Welcome to the KingZoo and Funny Farm, where we learn to live, laugh, and love together. Here you'll find snippets of life in our zoo, parenting tips we've learned along the way, reflections on shining God's light in this world, passions in the realm of orphan care, and our journey as parents of a visually impaired child with sensory processing disorder. Have fun!

Saturday, April 5, 2014

He talks!

He coos. He babbles. And now he talks in real, totally not understandable back-and-forth conversation!

I have continued with my ban on consulting developmental charts. This is so unlike me. The past 6 times I had the book right by my bedside, checking it monthly to confirm that my child was on or ahead of what he should be doing at each step of the way. Not this time. I do, however, remember enough from college psychology and education courses as well as first-hand experience, to know that we are behind in the game. And that's okay. We will celebrate each milestone, each developmental step, each small step in the right direction. This week, it's "talking."

It started a few days ago. Victor had been making the /g/ sound for a few days and would often say, "Ga."  Mariana was holding him. Every time Victor said, "Ga," she would say it. Soon, they were engaged in a back-and-forth conversation with Victor listening very intently, eyes open wide, eyebrows up, eyes "looking" upward, mouth open, and drool pouring out.
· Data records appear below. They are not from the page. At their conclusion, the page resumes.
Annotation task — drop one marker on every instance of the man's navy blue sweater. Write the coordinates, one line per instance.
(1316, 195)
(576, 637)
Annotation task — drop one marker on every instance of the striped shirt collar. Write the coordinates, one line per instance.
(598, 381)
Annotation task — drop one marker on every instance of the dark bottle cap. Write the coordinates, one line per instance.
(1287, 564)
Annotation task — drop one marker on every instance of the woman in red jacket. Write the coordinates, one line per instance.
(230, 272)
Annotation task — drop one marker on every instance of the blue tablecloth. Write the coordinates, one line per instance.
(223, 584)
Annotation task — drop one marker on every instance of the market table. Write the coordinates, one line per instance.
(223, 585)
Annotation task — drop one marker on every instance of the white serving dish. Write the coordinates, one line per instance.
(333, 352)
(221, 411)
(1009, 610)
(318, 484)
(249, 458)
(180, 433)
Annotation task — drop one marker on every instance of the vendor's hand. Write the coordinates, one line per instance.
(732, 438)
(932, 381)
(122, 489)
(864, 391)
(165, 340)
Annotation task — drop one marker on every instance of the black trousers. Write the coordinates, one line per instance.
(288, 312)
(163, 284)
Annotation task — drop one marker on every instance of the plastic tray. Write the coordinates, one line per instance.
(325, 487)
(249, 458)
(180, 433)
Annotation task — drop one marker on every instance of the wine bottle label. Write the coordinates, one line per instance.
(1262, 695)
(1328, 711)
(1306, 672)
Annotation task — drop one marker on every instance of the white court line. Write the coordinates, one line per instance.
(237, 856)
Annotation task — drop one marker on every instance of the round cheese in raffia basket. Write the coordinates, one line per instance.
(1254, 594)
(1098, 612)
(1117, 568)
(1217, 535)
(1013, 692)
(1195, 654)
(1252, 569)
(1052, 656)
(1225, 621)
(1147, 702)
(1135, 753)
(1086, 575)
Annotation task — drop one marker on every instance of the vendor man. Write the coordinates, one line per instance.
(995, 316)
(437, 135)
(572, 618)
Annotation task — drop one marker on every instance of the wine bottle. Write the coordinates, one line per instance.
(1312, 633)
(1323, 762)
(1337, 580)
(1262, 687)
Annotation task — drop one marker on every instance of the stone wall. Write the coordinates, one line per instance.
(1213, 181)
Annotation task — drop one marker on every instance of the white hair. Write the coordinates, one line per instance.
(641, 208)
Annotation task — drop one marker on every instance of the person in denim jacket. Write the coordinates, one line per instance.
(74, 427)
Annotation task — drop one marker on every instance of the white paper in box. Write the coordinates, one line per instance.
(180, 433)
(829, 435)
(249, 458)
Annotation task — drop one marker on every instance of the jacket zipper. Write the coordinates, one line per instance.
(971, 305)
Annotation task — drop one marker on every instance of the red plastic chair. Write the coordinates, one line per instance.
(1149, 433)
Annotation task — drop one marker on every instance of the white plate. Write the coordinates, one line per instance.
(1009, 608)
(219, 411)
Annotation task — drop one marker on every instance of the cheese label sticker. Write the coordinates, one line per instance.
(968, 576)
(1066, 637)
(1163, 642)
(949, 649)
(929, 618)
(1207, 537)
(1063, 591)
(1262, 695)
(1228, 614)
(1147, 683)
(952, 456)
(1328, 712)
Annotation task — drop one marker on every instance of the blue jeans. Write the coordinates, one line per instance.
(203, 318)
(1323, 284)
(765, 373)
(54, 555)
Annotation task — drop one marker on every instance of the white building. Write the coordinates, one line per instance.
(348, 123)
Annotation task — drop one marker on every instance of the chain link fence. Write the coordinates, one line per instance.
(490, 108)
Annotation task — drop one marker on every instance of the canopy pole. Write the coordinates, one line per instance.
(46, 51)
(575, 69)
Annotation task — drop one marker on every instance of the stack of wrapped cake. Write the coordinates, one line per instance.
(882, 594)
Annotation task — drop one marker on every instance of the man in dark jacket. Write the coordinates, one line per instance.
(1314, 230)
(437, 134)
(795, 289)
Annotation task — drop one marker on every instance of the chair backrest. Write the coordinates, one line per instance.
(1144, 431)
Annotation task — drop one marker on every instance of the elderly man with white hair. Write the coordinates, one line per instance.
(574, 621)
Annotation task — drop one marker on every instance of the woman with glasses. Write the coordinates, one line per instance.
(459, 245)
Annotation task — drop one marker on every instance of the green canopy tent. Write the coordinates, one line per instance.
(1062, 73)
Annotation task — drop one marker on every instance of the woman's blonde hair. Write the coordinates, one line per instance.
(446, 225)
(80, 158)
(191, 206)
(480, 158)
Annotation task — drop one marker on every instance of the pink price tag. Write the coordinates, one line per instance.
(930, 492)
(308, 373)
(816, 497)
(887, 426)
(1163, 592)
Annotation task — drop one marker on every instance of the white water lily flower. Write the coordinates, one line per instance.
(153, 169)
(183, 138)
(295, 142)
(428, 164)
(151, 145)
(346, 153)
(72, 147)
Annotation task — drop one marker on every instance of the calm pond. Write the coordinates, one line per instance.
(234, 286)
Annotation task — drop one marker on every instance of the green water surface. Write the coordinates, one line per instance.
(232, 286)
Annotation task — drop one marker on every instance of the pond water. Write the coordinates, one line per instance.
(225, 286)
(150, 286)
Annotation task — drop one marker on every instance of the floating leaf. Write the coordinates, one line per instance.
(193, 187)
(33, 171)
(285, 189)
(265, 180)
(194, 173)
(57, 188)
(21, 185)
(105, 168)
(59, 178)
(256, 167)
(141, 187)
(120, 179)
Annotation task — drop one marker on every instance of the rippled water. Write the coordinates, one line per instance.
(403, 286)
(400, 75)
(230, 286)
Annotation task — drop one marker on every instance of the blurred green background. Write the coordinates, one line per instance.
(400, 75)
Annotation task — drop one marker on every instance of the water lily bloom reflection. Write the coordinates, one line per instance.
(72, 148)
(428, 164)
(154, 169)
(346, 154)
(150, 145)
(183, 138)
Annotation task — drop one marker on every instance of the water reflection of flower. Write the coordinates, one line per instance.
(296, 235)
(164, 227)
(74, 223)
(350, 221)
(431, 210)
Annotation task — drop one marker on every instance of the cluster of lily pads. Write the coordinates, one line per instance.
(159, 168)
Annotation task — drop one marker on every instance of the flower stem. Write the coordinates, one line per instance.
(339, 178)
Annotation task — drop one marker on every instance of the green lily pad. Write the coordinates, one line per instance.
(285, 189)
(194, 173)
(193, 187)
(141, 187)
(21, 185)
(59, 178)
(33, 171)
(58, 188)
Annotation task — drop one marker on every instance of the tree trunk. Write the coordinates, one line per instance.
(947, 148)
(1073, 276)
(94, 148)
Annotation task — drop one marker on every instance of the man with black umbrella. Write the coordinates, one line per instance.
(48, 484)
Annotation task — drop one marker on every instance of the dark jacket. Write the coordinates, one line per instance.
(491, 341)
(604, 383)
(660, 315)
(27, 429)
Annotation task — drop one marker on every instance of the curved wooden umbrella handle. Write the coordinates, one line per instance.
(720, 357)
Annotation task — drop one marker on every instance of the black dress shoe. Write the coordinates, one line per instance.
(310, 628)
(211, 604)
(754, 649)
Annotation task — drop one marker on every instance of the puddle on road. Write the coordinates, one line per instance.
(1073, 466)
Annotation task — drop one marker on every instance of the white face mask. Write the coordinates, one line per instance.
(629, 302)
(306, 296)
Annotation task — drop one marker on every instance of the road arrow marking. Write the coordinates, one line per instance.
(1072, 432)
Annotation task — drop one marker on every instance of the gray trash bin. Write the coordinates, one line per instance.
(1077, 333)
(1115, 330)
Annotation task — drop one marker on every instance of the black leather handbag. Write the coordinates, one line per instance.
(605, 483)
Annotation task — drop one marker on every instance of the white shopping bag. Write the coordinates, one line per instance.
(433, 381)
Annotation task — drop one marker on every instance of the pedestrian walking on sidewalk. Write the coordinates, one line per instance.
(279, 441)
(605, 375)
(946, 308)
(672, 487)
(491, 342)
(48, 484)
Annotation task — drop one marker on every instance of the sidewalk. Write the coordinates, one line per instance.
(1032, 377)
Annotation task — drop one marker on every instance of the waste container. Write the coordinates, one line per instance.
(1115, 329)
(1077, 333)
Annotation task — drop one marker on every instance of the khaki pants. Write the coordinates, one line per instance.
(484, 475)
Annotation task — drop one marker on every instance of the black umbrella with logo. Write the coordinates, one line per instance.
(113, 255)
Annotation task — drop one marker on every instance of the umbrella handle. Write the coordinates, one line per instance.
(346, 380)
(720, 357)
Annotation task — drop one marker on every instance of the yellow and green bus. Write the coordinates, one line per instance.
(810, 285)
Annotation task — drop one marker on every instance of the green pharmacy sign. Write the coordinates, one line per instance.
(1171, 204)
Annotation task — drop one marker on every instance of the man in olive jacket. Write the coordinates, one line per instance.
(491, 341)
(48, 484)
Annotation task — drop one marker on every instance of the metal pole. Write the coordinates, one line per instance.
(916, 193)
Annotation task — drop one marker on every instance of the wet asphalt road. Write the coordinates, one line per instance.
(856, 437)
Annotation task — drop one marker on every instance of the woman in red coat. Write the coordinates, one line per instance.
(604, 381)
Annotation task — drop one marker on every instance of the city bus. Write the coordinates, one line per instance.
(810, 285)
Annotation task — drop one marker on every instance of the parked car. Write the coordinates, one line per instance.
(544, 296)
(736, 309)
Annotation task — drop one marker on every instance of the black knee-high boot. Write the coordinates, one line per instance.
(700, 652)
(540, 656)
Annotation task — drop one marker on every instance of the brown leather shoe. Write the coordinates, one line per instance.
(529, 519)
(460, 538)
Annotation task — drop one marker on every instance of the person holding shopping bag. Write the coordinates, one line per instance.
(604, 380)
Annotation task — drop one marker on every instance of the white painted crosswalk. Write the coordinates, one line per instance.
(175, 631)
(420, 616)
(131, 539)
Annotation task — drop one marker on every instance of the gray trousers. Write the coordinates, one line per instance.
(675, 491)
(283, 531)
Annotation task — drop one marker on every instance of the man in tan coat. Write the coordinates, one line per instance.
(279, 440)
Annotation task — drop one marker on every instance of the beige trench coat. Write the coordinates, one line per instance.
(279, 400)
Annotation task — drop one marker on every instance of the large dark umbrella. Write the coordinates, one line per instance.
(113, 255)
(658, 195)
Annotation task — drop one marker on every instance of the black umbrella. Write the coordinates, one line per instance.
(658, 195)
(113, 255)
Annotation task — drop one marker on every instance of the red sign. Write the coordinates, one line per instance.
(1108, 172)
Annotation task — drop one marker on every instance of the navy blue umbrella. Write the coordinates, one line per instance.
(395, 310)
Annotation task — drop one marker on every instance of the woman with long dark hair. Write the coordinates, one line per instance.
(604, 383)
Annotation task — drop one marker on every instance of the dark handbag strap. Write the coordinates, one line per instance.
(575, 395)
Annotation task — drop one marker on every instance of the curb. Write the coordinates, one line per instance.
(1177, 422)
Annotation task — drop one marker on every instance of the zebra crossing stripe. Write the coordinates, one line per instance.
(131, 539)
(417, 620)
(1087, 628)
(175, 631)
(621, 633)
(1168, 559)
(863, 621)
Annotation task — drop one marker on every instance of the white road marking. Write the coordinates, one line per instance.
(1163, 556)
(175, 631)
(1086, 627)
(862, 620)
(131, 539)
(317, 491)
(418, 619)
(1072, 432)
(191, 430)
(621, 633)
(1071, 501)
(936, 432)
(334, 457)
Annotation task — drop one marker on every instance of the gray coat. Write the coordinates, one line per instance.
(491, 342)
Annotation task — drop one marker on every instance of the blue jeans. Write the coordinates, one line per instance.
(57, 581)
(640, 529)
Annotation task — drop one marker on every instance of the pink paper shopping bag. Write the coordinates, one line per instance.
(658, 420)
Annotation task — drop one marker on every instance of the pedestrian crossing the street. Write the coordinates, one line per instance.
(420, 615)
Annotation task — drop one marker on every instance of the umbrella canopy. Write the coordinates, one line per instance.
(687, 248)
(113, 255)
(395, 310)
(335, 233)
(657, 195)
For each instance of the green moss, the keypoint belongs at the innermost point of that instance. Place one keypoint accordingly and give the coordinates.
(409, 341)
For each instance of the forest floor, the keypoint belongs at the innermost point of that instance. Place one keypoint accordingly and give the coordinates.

Hey, at this point, you celebrate everything. The next morning, as Mariana got ready for school, she came over to Victor and started the conversation, "Ga." Immediately, his listening face came on and after a few moments of concentration he responded, 'Ga." Now he does it with everyone.

And the best thing of all, he has added /m/ to his repertoire of sounds. "Mom," the best sound in the English language. At least until they're old enough to say it with disrespect. But we have a long way to go for that one.


  1. Too wonderful for words... wait... ummm... Ga! :) <3

    1. You're too funny...Ga to you, too!